The development finance institution is backing a US$7 billion fertiliser programme led by the Dangote Group, aimed at tripling production capacity in Nigeria and building a new large-scale manufacturing hub in Ethiopia.
At the centre of the deal, AFC is providing a US$600 million facility to Greenview Fertiliser Corp., the fertiliser holding company under Dangote. The move deepens a long-running financial partnership that has already shaped some of Africa’s biggest industrial bets, including the continent’s largest refinery project.
AFC previously served as co-coordinating bank on a US$3 billion syndicated loan for the Dangote Refinery and has now fully recovered its US$300 million senior term loan to Dangote Industries Limited—capital that helped move the refinery from concept to production.
That money has since been redeployed at double the size back into Dangote’s ecosystem, reflecting AFC’s strategy of cycling early risk capital into new industrial projects once assets become stable.
The fertiliser push is designed to reshape Africa’s food and agriculture landscape at a time of rising pressure on global supply chains, climate stress, and fast-growing populations. Despite vast natural gas reserves and significant arable land, the continent still relies heavily on imported fertiliser—an imbalance the programme aims to correct.
The expansion targets a jump in Nigeria’s urea production capacity from 3 million metric tonnes per year to 9 million, alongside a new 3 million tonne plant in Ethiopia.

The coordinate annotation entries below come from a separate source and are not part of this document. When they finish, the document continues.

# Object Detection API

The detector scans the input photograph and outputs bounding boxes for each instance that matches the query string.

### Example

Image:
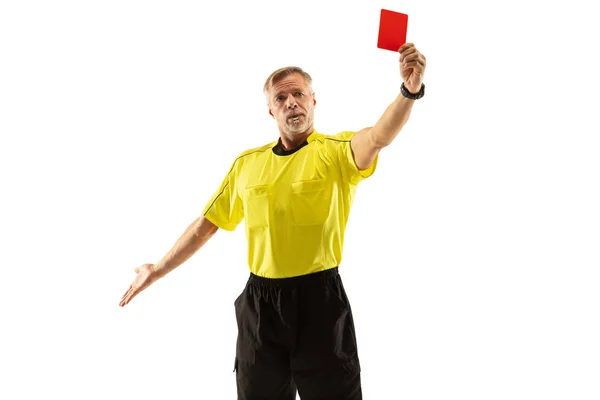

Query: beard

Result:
[285,115,310,134]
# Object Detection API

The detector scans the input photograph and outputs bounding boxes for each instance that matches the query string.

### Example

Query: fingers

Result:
[401,59,425,70]
[119,285,141,307]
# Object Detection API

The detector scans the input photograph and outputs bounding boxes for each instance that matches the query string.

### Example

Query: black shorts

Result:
[234,267,362,400]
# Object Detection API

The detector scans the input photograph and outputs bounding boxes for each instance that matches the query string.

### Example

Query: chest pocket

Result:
[290,179,331,226]
[244,185,271,229]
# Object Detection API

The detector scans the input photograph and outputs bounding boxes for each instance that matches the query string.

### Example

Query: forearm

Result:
[370,94,415,148]
[152,216,218,277]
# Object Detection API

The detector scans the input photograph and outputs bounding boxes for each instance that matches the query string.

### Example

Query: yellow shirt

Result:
[203,131,378,278]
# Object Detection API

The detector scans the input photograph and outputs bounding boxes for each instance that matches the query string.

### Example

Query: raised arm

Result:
[119,216,219,307]
[351,43,426,170]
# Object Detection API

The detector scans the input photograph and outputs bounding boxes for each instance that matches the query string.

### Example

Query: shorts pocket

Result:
[290,178,331,226]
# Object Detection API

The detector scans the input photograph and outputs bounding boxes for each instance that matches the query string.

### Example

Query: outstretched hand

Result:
[119,264,159,307]
[398,43,427,93]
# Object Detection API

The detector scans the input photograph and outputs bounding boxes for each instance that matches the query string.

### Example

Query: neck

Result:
[279,127,313,150]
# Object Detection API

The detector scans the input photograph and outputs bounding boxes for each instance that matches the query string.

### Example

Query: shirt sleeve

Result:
[333,131,379,185]
[202,159,244,231]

The goal is to reduce import dependence, strengthen food security, and position Africa as a stronger player in global agricultural supply.
“This investment marks another important milestone in our long-standing partnership with AFC as we embark on the next phase of Dangote Fertilizer’s growth," Aliko Dangote, President and Chief Executive of Dangote Industries Limited, said.
"Expanding our fertiliser production capacity in Nigeria and developing a new plant in Ethiopia will strengthen Africa’s food security, support agricultural productivity, and deepen the continent’s industrial base.
"AFC has consistently supported Dangote Group at critical stages of our growth, and its renewed commitment reflects confidence in our vision to build globally competitive African industrial platforms”.
From AFC’s perspective, the stakes are even broader.
“The question before Africa is simple: how will we feed 2.5 billion people by 2050? Africa’s 1.5 billion people consume just 6 million tonnes of urea annually, compared to 40 million tonnes in India and 50 million tonnes in China, despite having similar-sized populations. Closing this productivity gap is essential to Africa’s food security.
"By supporting the development of the world’s largest fertiliser platform, AFC is helping build the foundation for Africa to feed itself, create productive jobs and strengthen our economic sovereignty. This is not just an investment in fertilizer production. It is evidence of the Africa we are building," Samaila Zubairu, President & CEO of AFC, said.
AFC has increasingly positioned itself as a catalytic financier across Dangote’s industrial empire, including earlier support for the Dangote Industries Limited refinery project alongside Access Bank in 2024, which helped secure working capital for crude procurement during commissioning and early output.
More broadly, AFC says its investment strategy is focused on the backbone systems of long-term growth—energy, logistics, transport corridors, ports, power, and industrial processing—aimed at boosting Africa’s ability to produce and export essential goods rather than rely on imports.